To compile the most recent clinical reports of NM, this review is limited by the findings shared in the literature. Therefore, the trends identified in the results are based on the information explicitly described in the case reports, which varied in their detail (Table 2). The lack of histologic or genetic results for some patients reduces the correlations that can be made between genotype and phenotype. Studies that include a large cohort of patients with NM with different genetic mutations are needed to identify such patterns, especially if sequencing and testing are done in a comparable manner. These studies will allow for more robust correlation between genotype and phenotype that may be useful in predicting prognosis.

Greater interplay between clinical and basic science findings will be critical in developing clinical prevention and treatment strategies. Future studies may consider tests, procedures, and treatments for NM. For example, further study should examine the value of imaging, as suggested by Ennis et al.27 The value of L-tyrosine as treatment should also be considered, although there have been mixed results in human and animal studies. Ryan et al describe improvement in bulbar function, activity level, and exercise tolerance in 4 patients who received L-tyrosine supplementation; however, the underlying genetic change was identified in only 1 patient in TPM3.76 A study in mice with a mutation in ACTA1 showed similar improvements in mobility in addition to showing a decrease in rods and degenerating fibers on muscle biopsy.77 However, work in zebrafish models of nebulin NM have not shown these changes after administration of L-tyrosine or other supplements.78 These findings are similar to a study using 2 established mouse models and one zebrafish model with ACTA1 mutations.79 Continued genetic studies are needed to characterize the responsible genes that cause other forms of NM. More reports sharing best practices in improving quality of life for NM patients would benefit the field, particularly related to respiratory and orthopedic care that would benefit many of the patients reviewed.

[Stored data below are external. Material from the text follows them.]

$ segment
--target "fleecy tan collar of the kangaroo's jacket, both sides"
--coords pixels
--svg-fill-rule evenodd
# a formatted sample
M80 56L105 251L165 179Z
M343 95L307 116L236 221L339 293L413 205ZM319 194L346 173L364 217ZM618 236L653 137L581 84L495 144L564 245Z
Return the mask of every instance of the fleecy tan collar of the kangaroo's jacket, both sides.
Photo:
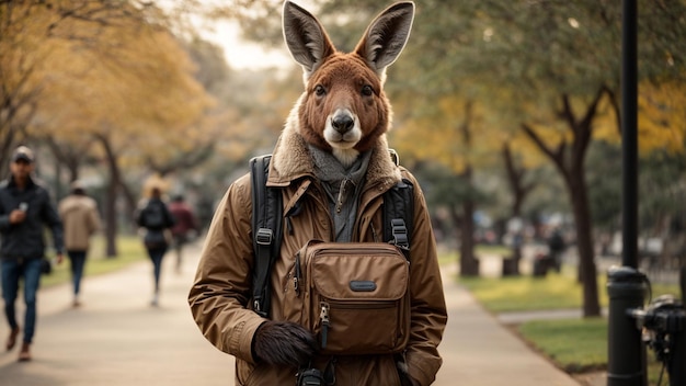
M286 186L299 178L315 179L315 166L307 143L296 130L297 120L291 117L282 132L270 163L268 185ZM381 135L374 148L367 168L366 185L393 185L400 181L400 169L389 154L386 135ZM381 185L381 186L382 186Z

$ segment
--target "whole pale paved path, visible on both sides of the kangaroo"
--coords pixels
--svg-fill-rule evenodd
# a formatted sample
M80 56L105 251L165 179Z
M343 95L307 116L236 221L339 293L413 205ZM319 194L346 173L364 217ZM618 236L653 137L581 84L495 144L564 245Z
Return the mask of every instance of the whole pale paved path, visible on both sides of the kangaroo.
M232 357L205 341L186 304L197 252L186 252L182 274L173 272L172 256L167 257L159 308L149 306L148 262L87 277L84 305L78 309L70 307L69 286L43 290L34 360L18 363L16 349L0 353L0 385L233 385ZM579 386L448 275L446 271L449 321L439 348L444 365L434 385ZM8 331L2 322L2 343Z

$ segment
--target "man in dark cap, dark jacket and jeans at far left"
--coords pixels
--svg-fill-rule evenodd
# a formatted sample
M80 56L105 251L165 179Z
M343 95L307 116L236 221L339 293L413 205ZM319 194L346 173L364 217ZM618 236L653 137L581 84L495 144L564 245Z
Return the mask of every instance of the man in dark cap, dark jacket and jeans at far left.
M4 316L10 326L5 349L14 348L20 333L14 303L23 281L24 337L19 353L22 362L31 361L41 263L45 253L44 226L52 230L58 264L62 261L64 247L62 224L47 190L32 177L34 168L33 151L20 146L12 154L10 178L0 183L0 268Z

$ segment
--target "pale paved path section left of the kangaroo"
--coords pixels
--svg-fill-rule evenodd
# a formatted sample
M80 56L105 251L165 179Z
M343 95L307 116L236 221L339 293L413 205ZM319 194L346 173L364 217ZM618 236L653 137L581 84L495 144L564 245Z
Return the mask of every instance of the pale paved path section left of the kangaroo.
M232 361L203 338L186 303L196 256L188 250L181 275L167 256L159 308L149 305L147 261L87 277L78 309L70 307L69 286L43 290L34 360L18 363L16 349L0 353L0 385L232 385ZM3 322L2 343L8 331Z

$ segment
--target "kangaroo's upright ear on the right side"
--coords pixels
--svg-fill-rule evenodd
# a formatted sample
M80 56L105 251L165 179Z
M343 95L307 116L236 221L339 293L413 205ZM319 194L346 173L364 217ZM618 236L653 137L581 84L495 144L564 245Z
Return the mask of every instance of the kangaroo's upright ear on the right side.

Overall, this review demonstrates the progress that has been, and is yet to be, made in the diagnosis and mechanistic understanding of NM in children. More research, particularly into the importance of sarcomeric structures and regulatory proteins in maintaining healthy muscle, will be needed. These concepts will be critical to establishing best practices and standards for diagnosis and treatment in pediatric NM.

Funding

The authors disclosed receipt of the following financial support for the research, authorship, and/or publication of this article: This work was supported by the Foundation for the National Institutes of Health, National Cancer Institute, A Foundation Building Strength (grant number NIAMS R56AR077017 [VAG], NIGMS R35GM1411877 [MB], NIGMS T32GM007739 [BC], P30 CA008748 [Memorial Sloan Kettering Cancer Center, VAG]).

Footnotes

Ethical Approval

Not applicable, because this article does not contain any studies with human or animal subjects.

Declaration of Conflicting Interests

The authors declared no potential conflicts of interest with respect to the research, authorship, and/or publication of this article.